On Tue, Dec 22, 2009 at 12:32:11PM +0000, Jarek Poplawski wrote:
> It looks like napi_disable() should be illegal in ndo_tx_timeout().
> Here is a patch which moves most of the timeout work to a workqueue,
> similarly to tg3 etc. It should prevent at least one of reported
> bugs.
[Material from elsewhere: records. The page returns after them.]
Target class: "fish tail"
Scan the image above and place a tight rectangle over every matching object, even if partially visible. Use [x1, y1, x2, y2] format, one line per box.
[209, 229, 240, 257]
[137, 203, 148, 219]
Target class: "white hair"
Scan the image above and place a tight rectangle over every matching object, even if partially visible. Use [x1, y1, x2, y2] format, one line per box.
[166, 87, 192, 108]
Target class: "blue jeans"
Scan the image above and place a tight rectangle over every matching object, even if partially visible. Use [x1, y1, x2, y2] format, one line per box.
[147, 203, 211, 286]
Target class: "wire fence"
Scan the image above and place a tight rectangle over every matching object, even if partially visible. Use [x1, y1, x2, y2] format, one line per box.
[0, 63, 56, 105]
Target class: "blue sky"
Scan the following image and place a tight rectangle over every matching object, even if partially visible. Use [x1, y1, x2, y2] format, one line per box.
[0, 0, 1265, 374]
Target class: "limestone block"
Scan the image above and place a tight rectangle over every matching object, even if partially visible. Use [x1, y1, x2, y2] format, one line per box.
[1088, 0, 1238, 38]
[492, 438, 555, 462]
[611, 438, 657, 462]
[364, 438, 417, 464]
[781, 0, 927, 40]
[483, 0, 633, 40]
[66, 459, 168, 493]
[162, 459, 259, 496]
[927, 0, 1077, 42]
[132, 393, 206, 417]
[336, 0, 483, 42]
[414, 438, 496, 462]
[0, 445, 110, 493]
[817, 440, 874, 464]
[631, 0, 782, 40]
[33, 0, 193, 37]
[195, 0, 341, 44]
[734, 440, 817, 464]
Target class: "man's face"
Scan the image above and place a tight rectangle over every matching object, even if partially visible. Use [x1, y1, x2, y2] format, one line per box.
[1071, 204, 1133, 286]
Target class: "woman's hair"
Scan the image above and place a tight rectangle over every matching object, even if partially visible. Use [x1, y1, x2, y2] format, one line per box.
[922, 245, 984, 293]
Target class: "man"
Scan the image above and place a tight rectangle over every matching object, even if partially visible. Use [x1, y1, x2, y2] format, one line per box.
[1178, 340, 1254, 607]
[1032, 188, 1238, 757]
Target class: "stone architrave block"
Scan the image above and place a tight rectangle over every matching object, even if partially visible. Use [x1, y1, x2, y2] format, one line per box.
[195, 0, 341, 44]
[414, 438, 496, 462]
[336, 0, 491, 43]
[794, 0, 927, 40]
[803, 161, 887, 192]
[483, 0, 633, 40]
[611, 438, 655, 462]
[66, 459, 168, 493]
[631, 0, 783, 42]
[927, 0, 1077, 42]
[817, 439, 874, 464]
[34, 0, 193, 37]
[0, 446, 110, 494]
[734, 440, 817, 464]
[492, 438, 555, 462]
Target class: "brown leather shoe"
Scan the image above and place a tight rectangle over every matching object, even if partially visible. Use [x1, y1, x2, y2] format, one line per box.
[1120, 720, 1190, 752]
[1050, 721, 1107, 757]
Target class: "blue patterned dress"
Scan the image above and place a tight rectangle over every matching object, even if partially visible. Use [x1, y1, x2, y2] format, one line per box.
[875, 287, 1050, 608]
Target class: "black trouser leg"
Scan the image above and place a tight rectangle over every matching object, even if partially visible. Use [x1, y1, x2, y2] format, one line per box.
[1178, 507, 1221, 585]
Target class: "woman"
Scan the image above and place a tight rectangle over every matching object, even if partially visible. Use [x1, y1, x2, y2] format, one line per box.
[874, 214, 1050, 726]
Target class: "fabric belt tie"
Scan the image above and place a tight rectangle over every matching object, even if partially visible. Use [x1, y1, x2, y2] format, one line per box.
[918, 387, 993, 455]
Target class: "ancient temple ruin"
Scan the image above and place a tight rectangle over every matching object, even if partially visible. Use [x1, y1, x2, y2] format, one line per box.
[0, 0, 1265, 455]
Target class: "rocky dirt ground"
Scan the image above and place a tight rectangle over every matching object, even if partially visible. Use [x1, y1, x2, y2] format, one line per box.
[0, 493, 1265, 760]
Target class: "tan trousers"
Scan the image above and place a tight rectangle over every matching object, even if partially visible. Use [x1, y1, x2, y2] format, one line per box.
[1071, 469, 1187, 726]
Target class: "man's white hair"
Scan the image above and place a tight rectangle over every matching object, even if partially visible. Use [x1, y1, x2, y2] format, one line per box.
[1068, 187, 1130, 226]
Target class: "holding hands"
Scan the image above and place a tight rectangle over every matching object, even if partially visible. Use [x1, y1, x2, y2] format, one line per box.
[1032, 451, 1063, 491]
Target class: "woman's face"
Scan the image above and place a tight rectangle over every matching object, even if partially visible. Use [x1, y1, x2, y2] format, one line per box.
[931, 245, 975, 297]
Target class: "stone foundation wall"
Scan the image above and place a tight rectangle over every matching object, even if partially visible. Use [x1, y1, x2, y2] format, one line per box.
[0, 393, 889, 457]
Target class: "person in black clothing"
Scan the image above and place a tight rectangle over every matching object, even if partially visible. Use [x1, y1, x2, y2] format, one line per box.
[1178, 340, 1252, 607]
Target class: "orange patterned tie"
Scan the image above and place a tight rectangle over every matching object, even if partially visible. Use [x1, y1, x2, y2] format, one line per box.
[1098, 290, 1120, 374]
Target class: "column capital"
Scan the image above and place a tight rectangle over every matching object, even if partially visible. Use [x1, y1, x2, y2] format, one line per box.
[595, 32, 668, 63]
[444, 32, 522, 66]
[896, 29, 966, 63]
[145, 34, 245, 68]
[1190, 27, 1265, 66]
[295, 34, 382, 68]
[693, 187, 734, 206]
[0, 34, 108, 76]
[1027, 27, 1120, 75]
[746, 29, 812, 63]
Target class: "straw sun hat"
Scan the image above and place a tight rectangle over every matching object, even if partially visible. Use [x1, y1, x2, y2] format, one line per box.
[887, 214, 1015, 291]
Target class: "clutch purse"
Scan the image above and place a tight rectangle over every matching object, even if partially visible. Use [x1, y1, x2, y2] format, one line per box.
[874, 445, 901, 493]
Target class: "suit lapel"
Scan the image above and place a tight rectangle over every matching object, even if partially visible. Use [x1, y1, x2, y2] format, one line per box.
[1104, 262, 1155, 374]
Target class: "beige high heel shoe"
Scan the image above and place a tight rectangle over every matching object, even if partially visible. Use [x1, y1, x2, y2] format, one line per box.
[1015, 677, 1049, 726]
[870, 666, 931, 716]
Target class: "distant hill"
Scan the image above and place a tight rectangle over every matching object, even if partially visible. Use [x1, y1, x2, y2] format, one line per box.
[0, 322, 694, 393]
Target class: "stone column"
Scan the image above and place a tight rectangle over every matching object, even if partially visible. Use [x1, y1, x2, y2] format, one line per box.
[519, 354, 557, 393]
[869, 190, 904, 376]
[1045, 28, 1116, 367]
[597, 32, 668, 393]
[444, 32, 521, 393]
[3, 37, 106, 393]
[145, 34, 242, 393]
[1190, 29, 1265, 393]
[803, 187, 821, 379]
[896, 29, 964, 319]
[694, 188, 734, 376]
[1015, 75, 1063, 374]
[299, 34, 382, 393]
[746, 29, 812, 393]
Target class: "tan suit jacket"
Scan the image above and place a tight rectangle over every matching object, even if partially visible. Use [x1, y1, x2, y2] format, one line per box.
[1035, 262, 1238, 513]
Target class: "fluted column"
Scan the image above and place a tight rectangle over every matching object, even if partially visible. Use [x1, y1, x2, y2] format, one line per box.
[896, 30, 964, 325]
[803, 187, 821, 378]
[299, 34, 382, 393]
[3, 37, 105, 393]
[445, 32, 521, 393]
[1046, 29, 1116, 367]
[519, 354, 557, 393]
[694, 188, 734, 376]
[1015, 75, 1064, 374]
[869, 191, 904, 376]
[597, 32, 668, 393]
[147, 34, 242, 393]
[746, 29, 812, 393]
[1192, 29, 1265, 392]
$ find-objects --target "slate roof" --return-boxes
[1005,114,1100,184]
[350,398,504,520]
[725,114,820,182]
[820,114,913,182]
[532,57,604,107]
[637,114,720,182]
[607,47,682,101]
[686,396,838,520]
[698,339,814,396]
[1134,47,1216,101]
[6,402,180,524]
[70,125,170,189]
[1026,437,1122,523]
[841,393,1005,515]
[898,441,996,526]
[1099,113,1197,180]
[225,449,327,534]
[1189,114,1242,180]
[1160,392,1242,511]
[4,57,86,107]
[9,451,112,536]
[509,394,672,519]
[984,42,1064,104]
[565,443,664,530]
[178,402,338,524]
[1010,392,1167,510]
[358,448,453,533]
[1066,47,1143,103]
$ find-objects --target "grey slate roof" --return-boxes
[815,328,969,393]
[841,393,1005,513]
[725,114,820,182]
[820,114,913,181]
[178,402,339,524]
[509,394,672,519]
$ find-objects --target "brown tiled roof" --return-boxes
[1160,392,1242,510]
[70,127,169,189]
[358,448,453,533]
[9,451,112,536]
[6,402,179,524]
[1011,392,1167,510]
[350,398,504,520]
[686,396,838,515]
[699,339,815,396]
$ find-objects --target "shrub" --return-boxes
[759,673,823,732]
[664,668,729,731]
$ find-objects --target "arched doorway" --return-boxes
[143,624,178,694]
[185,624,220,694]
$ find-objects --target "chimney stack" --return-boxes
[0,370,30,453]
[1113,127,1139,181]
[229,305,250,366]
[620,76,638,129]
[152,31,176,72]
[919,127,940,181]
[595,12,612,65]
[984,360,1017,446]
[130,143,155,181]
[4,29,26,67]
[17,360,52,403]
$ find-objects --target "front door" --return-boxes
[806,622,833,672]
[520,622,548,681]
Alas I can't even check-compile it at the moment, so let me
> know on any problems.

It seems I needlessly changed locking btw, so here it is again.

Jarek P.

--- (take 2)

 drivers/net/via-rhine.c |   37 ++++++++++++++++++++++++++-----------
 1 files changed, 26 insertions(+), 11 deletions(-)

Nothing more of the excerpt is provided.